For example like this:
stargazer(fa1, summary = FALSE, title="Descriptive statistics", digits=1, out="table1.txt")
I have calculated a tobit type 2 model with the selection()-function of the sampleSelection package in R.
I now want to create a regression table with stargazer that officially supports the sampleSelection package and its 'selection' objects.
stargazer(tobit, tobit_2, type = "html", out = "tobit2.html", model.names = TRUE,
star.char = c("+", "*", "**", "***"), star.cutoffs = c(0.1, 0.05, 0.01, 0.001),
report = 'vc*p', notes = "+ p<0.1; * p<0.05; ** p<0.01; *** p<0.001",
notes.append = F, selection.equation = TRUE)
According to the official documentation it is, however, only possible to report either the selection or the outcome equation. I obviously want to report both next to each other.
selection.equation
a logical value that indicates whether the selection equation (when argument is
set to TRUE) or the outcome equation (default) will be reported for heckit and
selection models from the package sampleSelection
Has anyone encoutered that issue before and has a solution how to report both conveniently in one table?
Thanks a lot!
I found a (rather dirty) solution which may though still help others:
I set selection.equation to TRUE, duplicate the selection-object and switch reference indices for the selection and outcome equation in the duplicated object.
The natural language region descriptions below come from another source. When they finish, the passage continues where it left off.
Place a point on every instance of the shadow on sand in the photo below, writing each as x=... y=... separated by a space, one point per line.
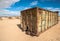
x=26 y=32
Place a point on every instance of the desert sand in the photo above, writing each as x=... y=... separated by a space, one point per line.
x=9 y=31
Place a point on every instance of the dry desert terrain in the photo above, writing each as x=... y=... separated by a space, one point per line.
x=9 y=31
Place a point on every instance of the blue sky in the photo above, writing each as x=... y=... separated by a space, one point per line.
x=13 y=7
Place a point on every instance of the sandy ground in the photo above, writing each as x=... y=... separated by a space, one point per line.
x=9 y=31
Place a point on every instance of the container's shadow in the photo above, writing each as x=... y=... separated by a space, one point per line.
x=19 y=26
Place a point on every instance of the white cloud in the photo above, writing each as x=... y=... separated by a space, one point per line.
x=34 y=3
x=7 y=3
x=4 y=12
x=27 y=7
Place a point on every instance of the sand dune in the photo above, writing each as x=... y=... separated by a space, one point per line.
x=9 y=31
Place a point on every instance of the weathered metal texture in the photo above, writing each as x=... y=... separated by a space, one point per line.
x=37 y=20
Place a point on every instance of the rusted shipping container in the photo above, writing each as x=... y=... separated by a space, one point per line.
x=37 y=20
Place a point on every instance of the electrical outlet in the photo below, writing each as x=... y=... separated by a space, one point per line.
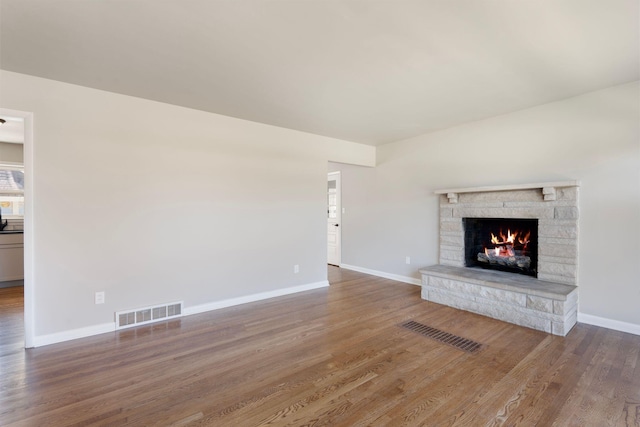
x=99 y=297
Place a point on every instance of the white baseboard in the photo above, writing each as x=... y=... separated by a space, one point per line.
x=39 y=341
x=42 y=340
x=396 y=277
x=609 y=323
x=252 y=298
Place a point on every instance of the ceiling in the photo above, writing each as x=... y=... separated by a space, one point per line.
x=365 y=71
x=12 y=130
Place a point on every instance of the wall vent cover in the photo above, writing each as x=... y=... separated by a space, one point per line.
x=144 y=315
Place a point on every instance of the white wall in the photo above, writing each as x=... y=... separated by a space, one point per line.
x=391 y=211
x=154 y=203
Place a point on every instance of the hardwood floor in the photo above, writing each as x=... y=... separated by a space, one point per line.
x=335 y=356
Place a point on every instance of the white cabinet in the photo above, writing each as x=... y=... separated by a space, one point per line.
x=11 y=256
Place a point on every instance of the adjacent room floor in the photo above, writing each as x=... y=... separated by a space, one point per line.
x=335 y=356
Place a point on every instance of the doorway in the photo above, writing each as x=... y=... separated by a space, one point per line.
x=334 y=219
x=20 y=131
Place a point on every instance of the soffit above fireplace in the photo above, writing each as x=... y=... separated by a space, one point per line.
x=548 y=189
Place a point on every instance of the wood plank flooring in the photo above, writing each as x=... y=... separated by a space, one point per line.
x=334 y=356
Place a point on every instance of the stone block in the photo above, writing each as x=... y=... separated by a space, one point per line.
x=539 y=304
x=556 y=259
x=531 y=195
x=556 y=278
x=557 y=250
x=557 y=241
x=562 y=308
x=544 y=314
x=513 y=298
x=557 y=230
x=563 y=327
x=452 y=255
x=451 y=225
x=564 y=270
x=566 y=212
x=446 y=212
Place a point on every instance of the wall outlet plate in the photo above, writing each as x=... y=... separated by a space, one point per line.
x=99 y=298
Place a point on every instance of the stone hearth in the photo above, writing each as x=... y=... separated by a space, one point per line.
x=548 y=303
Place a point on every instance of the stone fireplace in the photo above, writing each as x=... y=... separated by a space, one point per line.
x=502 y=244
x=509 y=252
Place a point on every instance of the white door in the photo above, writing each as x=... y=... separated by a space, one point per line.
x=334 y=214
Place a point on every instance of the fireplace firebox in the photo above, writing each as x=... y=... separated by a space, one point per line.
x=505 y=244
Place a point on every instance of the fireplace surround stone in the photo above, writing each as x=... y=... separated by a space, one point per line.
x=548 y=303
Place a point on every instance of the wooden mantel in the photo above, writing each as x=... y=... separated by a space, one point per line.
x=548 y=189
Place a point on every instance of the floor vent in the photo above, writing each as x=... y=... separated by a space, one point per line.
x=460 y=343
x=141 y=316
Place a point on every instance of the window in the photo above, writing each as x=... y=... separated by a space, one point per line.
x=12 y=190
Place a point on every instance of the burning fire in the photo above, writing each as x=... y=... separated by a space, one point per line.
x=505 y=244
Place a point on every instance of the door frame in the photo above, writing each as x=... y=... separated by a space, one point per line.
x=29 y=284
x=337 y=177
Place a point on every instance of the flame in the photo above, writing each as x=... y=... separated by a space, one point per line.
x=505 y=243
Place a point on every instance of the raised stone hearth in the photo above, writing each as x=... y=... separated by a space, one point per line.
x=518 y=299
x=548 y=302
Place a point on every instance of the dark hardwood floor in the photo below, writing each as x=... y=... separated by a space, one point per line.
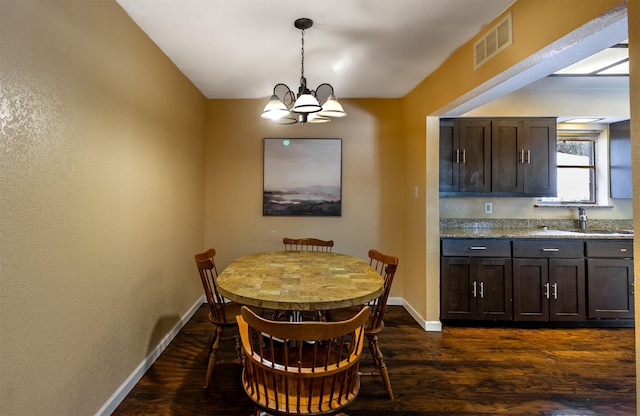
x=459 y=371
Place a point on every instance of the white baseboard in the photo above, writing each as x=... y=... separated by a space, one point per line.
x=435 y=326
x=118 y=396
x=131 y=381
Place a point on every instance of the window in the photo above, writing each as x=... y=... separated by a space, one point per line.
x=576 y=154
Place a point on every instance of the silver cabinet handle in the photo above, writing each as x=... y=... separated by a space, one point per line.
x=546 y=290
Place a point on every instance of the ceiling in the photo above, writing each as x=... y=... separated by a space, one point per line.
x=364 y=48
x=234 y=49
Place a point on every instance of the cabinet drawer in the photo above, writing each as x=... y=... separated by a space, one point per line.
x=476 y=247
x=610 y=248
x=548 y=249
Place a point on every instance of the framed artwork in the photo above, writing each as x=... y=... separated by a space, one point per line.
x=302 y=177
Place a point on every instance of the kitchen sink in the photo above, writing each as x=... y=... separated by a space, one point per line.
x=607 y=232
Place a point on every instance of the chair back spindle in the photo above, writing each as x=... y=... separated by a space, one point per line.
x=302 y=368
x=307 y=244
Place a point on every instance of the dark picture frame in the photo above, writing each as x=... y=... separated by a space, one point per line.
x=302 y=177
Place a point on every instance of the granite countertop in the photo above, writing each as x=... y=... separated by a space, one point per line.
x=472 y=232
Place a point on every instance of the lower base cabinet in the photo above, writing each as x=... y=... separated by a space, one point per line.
x=610 y=279
x=476 y=288
x=610 y=288
x=549 y=290
x=550 y=281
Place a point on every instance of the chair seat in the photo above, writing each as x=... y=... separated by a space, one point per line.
x=231 y=310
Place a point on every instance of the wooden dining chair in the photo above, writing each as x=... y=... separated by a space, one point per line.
x=307 y=244
x=301 y=368
x=222 y=314
x=386 y=265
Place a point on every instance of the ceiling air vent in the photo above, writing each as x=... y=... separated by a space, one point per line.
x=499 y=37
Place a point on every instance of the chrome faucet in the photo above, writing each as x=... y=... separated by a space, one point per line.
x=582 y=218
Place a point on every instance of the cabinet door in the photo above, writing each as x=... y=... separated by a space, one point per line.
x=494 y=288
x=456 y=298
x=540 y=157
x=507 y=144
x=567 y=290
x=530 y=280
x=474 y=155
x=448 y=147
x=610 y=288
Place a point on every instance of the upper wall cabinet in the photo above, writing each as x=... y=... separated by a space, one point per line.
x=521 y=162
x=465 y=156
x=620 y=159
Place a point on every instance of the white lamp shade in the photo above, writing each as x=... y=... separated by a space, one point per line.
x=317 y=118
x=289 y=118
x=332 y=108
x=275 y=109
x=306 y=103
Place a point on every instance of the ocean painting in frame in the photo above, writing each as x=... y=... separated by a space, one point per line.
x=302 y=177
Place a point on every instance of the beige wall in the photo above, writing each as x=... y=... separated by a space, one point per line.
x=372 y=174
x=634 y=87
x=534 y=29
x=101 y=202
x=105 y=194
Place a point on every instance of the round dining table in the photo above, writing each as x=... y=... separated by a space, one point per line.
x=300 y=281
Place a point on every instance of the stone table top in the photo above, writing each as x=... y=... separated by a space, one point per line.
x=300 y=281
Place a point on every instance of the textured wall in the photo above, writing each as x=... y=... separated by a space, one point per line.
x=453 y=83
x=372 y=152
x=101 y=202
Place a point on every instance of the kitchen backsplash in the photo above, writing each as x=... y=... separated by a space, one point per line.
x=534 y=223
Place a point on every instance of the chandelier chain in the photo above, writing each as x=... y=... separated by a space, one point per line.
x=302 y=55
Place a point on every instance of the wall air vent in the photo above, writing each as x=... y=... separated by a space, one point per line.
x=495 y=40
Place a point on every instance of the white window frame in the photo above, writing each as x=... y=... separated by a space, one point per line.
x=600 y=137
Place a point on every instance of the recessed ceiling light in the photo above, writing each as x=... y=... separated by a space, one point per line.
x=583 y=120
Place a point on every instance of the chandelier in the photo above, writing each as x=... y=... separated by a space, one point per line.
x=285 y=107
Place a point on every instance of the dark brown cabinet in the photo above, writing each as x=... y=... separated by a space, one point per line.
x=610 y=279
x=465 y=156
x=502 y=157
x=476 y=280
x=548 y=281
x=524 y=157
x=583 y=282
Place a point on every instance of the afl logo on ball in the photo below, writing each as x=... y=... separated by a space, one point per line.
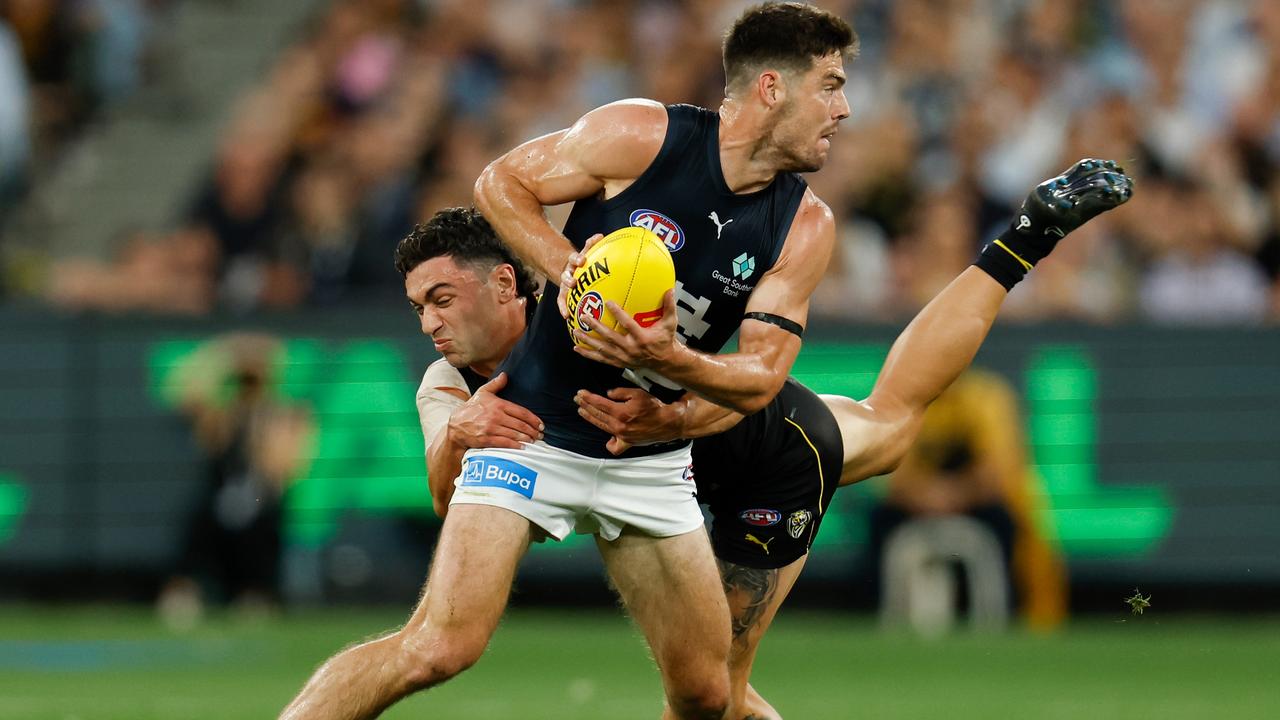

Calling stargazer now on both models gives a table with the selection and the outcome equation (although stargazer still thinks it returned both times the selection equation)
# tobit_2 is a selection-object returned from the selection() function
# from the sampleSelection package
tobit_2O <- tobit_2
tobit_2O$param$index$betaO <- tobit_2$param$index$betaS
tobit_2O$param$index$betaS <- tobit_2$param$index$betaO
stargazer(tobit_2, tobit_2O, selection.equation = TRUE,
column.labels = c("<em>selection</em>", "<em>outcome</em>"))